As Rugo pointed out in his conversation with Arab News, no official account of Lebanon’s civil war has ever been laid out.

“When the war finished, they signed an agreement pardoning all crimes against civilians,” he said. “So the history of the war was really brushed under the carpet. As we delved more into trying to understand how people felt about the legacy of the war, we realized that there is quite a lot of unaddressed, unspoken trauma, and a general amnesia about the causes and the consequences. And what happened. There is no official account that is accepted by all parties in Lebanese society. There is no shared narrative. Most people will learn about the war depending on which sectarian group or political group they belong to. Or even their geographical group. They will each have their own version.

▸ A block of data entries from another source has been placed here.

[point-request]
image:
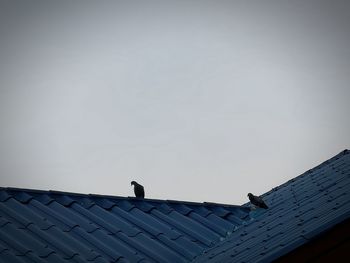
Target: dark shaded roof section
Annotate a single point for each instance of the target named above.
(300, 210)
(49, 226)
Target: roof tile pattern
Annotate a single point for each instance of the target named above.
(299, 210)
(49, 226)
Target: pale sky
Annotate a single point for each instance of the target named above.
(195, 100)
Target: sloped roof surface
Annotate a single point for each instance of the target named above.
(299, 210)
(48, 226)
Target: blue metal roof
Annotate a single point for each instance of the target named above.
(49, 226)
(299, 210)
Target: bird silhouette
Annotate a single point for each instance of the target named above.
(257, 201)
(138, 190)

“What our film tries to do is to create a multi-perspective account, where we have three different fighters from three different groups, who lived through the war from different points of view, and the audience is asked to negotiate a position between these three,” he continued.

Those accounts, as you might expect, are often conflicting. But what comes across from all three is a sense that they were swept up in events that they didn’t really understand, but which they all believed placed them on the ‘right’ side.

“I thought everything I was doing was proper and may be ‘sanctified’ because I was doing it in the name of Christianity,” says Assad Chaftari, former head of intelligence for the Lebanese Forces in the war. Chaftari felt he had to combat what he saw as a growing Muslim influence — allied to the Palestinian cause — that threatened to create a ‘state within a state’ in Lebanon. He was 16 years old. “Now, of course, I see things very differently,” he says.

Rugo and Weaver’s film, which will screen in Lebanon this week — with shows in Beirut, Tripoli and Saida — marks one of the rare occasions when ex-fighters in the war have spoken publicly about their acts. And their documentary reveals that the scars it left are still raw.

Rugo suggested that one of the main reasons for that is precisely because the events and consequences of the war still aren’t really discussed openly.

“We discovered that there were quite a lot of people who really hadn’t addressed their trauma, and in particular the ex-fighters, because they had never spoken about what they’d done and most of them had never really started to come to terms with, or acknowledge, their roles in the combat,” he said.

Seeing that experience take place on screen — these aging men hearing themselves admit to some of the horrors they were a part of — can be hard to watch. It was, Rugo said, sometimes equally hard to film.

“Some of the interviews were very difficult,” he admitted. “We sat down with them for seven or eight hours on multiple occasions. So at the end of that, you’re drained anyway. And the material you’re recording is difficult. And you’re also going through a process where you empathize with a person and then you see him as someone who’s committed terrible deeds and been involved in a very bloody war. So you learn to (put aside) your own judgments and try and gain a deeper understanding of what motivated these people. That’s what we learned as filmmakers.

“On a more general level, we learned that unless we address the mistakes that have been made in the past, it’s very difficult to create a shared future. In particular in countries such as Lebanon, which are still marred by inequality, by sectarian divides, and whose geo-political situation is a precarious one,” he continued. “So this work on the past is really important to build a sustainable and more stable present and future.”